Выбрать главу

Стихи настолько не разонравились самому Сергею Владимировичу, что он поместил их в агрессивно-оправдывающуюся книгу «Я был советским писателем», в контекст, им, пожалуй, контрастный, – а впервые опубликовано в «Чукоккале». Дата – 18 апреля 1937 года. Пять дней, как Михалкову исполнилось двадцать четыре.

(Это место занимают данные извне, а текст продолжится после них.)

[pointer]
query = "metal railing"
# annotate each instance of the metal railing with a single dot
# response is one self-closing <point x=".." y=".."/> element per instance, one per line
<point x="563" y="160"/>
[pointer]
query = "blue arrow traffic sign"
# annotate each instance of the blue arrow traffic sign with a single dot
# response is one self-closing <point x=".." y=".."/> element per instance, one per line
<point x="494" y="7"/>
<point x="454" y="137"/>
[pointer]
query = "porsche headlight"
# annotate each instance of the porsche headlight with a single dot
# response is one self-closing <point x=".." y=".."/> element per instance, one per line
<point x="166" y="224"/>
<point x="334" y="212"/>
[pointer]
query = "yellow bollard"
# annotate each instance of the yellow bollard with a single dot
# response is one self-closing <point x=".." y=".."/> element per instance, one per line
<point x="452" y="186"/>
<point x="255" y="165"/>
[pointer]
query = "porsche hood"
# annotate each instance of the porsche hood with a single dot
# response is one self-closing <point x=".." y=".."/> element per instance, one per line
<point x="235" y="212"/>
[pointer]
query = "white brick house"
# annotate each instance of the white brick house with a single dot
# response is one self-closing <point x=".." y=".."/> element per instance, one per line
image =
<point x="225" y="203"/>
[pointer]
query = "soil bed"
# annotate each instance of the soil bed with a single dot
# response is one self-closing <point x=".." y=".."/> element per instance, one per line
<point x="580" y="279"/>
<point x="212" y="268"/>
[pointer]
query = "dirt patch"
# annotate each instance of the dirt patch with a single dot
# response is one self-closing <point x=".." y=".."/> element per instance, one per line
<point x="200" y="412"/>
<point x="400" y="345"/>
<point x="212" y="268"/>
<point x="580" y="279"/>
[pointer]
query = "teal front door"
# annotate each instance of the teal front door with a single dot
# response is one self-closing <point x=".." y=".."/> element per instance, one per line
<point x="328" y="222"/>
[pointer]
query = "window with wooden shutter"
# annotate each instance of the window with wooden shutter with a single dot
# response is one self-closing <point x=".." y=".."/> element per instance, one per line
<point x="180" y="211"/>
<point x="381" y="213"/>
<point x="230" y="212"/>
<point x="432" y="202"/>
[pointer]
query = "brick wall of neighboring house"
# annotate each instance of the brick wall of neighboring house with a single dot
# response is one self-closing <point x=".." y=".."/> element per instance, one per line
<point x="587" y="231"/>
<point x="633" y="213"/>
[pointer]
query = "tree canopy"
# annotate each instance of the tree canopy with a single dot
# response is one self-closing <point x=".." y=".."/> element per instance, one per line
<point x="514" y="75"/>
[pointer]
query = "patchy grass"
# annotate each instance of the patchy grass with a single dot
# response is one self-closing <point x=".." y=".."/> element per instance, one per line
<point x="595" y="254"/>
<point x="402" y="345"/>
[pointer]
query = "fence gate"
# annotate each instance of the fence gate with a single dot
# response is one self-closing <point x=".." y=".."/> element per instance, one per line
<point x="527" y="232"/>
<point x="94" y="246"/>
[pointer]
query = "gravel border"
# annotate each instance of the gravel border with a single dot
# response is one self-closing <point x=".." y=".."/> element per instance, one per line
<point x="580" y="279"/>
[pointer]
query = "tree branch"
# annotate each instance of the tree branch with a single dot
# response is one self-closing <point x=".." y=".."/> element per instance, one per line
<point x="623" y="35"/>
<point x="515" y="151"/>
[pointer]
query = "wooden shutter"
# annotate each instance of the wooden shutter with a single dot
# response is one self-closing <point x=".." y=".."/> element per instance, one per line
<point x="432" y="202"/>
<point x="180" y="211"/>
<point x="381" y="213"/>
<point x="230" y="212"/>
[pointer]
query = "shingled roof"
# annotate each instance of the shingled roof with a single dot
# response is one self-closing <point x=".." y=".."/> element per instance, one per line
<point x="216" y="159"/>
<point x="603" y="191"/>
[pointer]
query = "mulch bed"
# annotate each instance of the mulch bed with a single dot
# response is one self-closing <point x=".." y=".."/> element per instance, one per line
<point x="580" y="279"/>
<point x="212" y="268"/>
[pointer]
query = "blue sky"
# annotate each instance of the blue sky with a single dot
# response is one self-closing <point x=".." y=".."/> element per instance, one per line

И через тридцать лет, и через семьдесят все для него сложилось куда лучезарней. И слава Богу – хотя бы и потому, что в истории русской литературы мог возникнуть и сформироваться тип писателя, восхищающий своей уникальной цельностью, не потревоженный ни муками совести, ни вообще каким бы то ни было из проклятых вопросов, терзавших его предшественников. И что же такое должно было произойти – не в самом по себе обществе, с этим все более или менее ясно, – а в общественном и культурном сознании, чтобы такая цельность стала возможной и в конце концов даже торжествующей?

ЧЕЛОВЕК-ЗАГАДКА, ИЛИ КРУШЕНИЕ ГУМАНИЗМА

В дневниках прозаика Владимира Чивилихина, неосторожно опубликованных после его смерти, описано застолье в Вешенской:

«…Я давно не едал ни такого поросенка, ни огурчиков, ни рыбца, ни холодца. Пили «Курвуазье» и «Мартель»…»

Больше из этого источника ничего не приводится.